Antes de chegar no “x” da questão, lhes convido a compreender o fator sorte na vida de Eike.

Tudo iniciou no retorno ao “novo mundo”. Porém, um desvio de rota mudaria bruscamente a pacata vida em que Eike estava condenado. Intempérie no aeroporto de Londres o forçou a pousar na Irlanda, mais precisamente, Dublin. O tupiniquim estava entusiasmado, durante sua estada na Europa não conhecera a Irlanda. Afinal, quem reclamaria de dois dias na Irlanda com tudo pago?

Após rodar por pub’s irlandeses e embriagar-se da melhor cerveja europeia, podia-se sentir o gosto da cevada colhida na primavera Bavária, e fermentada em barris de carvalho, a sorte brindou Eike.

Duplamente embriagado a distração abraçou Eike, sem perceber desviou de sua rota, diante da beleza urbana de Dublin e o teor alcoólico que perambulava por sua vias sanguíneas. Flutuando por vias o jovial rapaz despontou em um bosque. Iluminado, arborizado, tipicamente holliwodiano. Algo despertou a atenção de Eike, o trazendo a realidade e quebrando o encantamento. Arbustos balançavam incessantemente, Eike aproximou-se lentamente. Fitou a uma distancia segura e o cutucou com uma vareta.

– Eeeeeei! – disse o arbusto, ou o que quer que esteja dentro do mesmo. Uma voz aguda, que de súbito alfinetou a cabeça alcoólica de Eike.

– Que esta aí? – indagou Eike.

Um “sonoro” silencio pairou no ambiente. Palavras não surgiram, entretanto, algo ainda mais espantoso eclodiu do arbusto: um ser esguio, com vestimenta espalhafatosa, predominantemente verde, orelhas pontudas e um sorriso maligno no rosto. Um típico duende irlandês. Eike estalou os olhos. Estaqueou, mantinha-se pasmo frente ao que lhe parecera. Matutava em sua cabeça se era possível tal acontecimento. Um duende?
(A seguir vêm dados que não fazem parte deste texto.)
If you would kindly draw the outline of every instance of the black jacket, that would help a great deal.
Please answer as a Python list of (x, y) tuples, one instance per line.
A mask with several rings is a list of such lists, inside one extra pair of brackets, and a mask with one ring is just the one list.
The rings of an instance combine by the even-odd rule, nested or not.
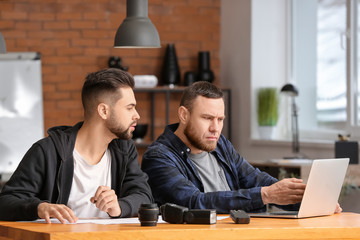
[[(73, 150), (82, 123), (49, 129), (49, 136), (28, 150), (0, 193), (0, 220), (35, 220), (42, 202), (67, 204), (71, 190)], [(114, 139), (111, 188), (118, 196), (121, 217), (136, 216), (140, 204), (153, 201), (147, 175), (140, 169), (132, 140)]]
(Duendes são pequeninos seres de orelhas pontudas e sorriso esquisito. Gostam muito de brincar e, às vezes, pregam peças nas pessoas. Brincaram com Eike)

– Não esta acreditando? Sou real. – disse o pequenino.
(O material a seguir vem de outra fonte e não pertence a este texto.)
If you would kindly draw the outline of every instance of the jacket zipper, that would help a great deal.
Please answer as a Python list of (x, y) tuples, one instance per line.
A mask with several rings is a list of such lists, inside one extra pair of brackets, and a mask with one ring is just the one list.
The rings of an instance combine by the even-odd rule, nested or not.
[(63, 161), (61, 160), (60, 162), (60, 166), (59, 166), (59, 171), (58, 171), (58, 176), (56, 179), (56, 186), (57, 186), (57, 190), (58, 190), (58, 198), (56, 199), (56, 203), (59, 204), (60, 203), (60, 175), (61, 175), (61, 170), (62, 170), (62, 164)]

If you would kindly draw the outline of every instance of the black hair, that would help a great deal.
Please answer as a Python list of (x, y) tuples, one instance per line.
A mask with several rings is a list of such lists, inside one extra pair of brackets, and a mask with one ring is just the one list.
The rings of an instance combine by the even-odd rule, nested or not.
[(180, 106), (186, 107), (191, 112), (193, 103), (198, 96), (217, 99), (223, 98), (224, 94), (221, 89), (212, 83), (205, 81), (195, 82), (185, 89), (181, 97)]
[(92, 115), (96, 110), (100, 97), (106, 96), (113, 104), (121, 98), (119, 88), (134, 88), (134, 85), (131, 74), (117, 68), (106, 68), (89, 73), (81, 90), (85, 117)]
– Nnnnnnão… – as palavras não saiam da tremula boca de Eike.
Novamente o “ensurdecedor” silencio imperou entre ambos. Apenas fitavam-se, feito dois pistoleiros, quem seria o primeiro a sacar a pistola?

– Hehehe… Irlanda, duendes, sorte. Entendi. Bela tentativa, quase me pegou. Marketing de primeira. Boa noite. – disse Eike ao pensar ter desvendado o fatídico causo que presenciara.

– Se assim desejares… Mas saiba que encontraste o final do arco-íris, o pote de ouro. Não deseja a recompensa? – com um sorriso no olhar o duende instigou Eike.

– Tesouro?

– Você conhece a lenda.

– Então, onde esta o pote.

O duende estendeu a mão em direção a Eike, alcançando suas canelas. Eike agachou-se. A embriaguez aliado ao ego altivo bloqueou qualquer percepção de Eike frente ao duende. Havia algo de sombrio na proposta do pequeno ser verde. Nosso conterrâneo não titubeou, ignorou a palpável tensão no ar, aceitou a proposta daquele ser folclórico, e incrivelmente, real.

– Feche os olhos.
Eike os fechou

– Abra sua mão.
Eike a abriu e duas peças caíram em suas mãos. Ao abrir os olhos deparou-se com elas…

– Onde esta o tesouro?

– Em suas mãos.
Novamente Eike analisou o que lhe foi dado. Uma moeda de ouro com um estranho brasão e um trevo de quatro folhas.

– A crise bateu a porta dos duendes? Uma moeda de ouro?

– Será mais útil do que um pote.

– E o trevo?

– A sorte que você precisa… Mas saiba que não será eterno, dentro de algum tempo lhe pedirei de volta, faça bom proveito. – A ironia era nítida no rosto do duende. Sabia o destino de Eike e estava pronto para lhe pregar uma peça.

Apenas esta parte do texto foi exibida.